Erdogan rechnet "jederzeit" mit Vorstoß türkischer Armee ins Zentrum von Afrin

Mit türkischer Armee verbündete Rebellen bei Afrin

Die türkische Armee ist einen Tag nach der Einnahme der strategisch wichtigen Stadt Dschandairis im Nordwesten Syriens am Freitag in östlicher Richtung auf die Stadt Afrin vorgestoßen. Der türkische Präsident Recep Tayyip Erdogan sagte in Ankara, Afrin sei umstellt. Das Militär und die mit ihm verbündeten Aufständischen könnten "jederzeit" ins Stadtzentrum eindringen. Er bekräftigte, dass die Armee danach auf die weiter östlich gelegene Stadt Manbidsch und weiter bis zur irakischen Grenze vordringen werde.

Der von der Türkei am 20. Januar gestartete Militäreinsatz "Operation Olivenzweig" richtet sich gegen die kurdischen Volksverteidigungseinheiten (YPG), die Afrin und die Umgebung seit 2012 kontrollieren.

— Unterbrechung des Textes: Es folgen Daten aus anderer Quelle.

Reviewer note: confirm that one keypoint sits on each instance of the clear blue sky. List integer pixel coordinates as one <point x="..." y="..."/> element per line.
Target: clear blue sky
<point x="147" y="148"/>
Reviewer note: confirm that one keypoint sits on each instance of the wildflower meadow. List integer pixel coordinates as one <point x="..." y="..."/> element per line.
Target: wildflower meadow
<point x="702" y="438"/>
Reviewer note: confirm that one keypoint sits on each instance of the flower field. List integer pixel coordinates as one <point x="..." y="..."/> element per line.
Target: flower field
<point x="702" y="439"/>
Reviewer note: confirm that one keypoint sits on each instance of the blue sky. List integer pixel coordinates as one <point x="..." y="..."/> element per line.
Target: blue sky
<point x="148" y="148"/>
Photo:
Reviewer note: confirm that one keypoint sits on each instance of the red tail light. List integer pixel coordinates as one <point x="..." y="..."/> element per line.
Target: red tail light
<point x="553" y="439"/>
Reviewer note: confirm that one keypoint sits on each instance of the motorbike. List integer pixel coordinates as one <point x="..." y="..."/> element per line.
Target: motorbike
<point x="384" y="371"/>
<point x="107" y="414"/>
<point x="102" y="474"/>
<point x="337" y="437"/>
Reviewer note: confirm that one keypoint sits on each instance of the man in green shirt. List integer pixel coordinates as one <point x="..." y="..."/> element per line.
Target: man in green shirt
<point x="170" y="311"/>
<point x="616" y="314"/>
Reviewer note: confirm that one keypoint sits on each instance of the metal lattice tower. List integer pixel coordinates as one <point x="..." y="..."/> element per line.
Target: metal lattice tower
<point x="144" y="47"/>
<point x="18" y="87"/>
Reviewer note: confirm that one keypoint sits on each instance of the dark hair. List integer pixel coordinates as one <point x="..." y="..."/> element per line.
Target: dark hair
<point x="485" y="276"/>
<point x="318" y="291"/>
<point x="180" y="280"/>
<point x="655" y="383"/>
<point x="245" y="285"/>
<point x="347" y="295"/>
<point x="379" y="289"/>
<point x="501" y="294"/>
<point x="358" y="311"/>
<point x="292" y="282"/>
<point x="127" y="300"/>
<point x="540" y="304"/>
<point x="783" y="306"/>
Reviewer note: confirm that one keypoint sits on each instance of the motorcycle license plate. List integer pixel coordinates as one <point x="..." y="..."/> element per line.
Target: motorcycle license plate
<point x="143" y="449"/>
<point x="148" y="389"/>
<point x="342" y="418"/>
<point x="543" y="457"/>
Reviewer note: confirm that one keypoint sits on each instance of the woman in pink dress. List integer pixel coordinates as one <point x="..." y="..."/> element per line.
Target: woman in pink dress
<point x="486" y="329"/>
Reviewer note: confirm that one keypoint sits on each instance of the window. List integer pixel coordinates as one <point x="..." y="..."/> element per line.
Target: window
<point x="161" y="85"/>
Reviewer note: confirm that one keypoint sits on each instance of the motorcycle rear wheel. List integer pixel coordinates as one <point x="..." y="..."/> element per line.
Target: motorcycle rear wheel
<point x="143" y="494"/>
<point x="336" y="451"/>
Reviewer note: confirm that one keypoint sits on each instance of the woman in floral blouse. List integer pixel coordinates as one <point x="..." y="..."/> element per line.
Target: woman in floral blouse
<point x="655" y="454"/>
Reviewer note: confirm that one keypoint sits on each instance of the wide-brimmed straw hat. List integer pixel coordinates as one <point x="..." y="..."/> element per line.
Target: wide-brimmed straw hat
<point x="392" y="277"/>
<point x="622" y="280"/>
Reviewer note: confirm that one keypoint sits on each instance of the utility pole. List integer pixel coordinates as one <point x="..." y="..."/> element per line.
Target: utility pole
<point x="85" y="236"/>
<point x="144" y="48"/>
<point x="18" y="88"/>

Ankara betrachtet die YPG als Terrororganisation, ebenso wie die mit ihr verbundene und in der Türkei verbotene Arbeiterpartei Kurdistans (PKK).

Die YPG-Miliz ist allerdings mit den USA im Kampf gegen die Dschihadistenmiliz Islamischer Staat (IS) verbündet. Deshalb sorgt Ankaras Offensive für Spannungen zwischen Washington und Ankara, die beide Partner in der Nato-Militärallianz sind. Besonders heikel ist der von der Türkei geplante Vormarsch auf Manbidsch, weil die USA dort - im Gegensatz zu Afrin - militärisch präsent sind.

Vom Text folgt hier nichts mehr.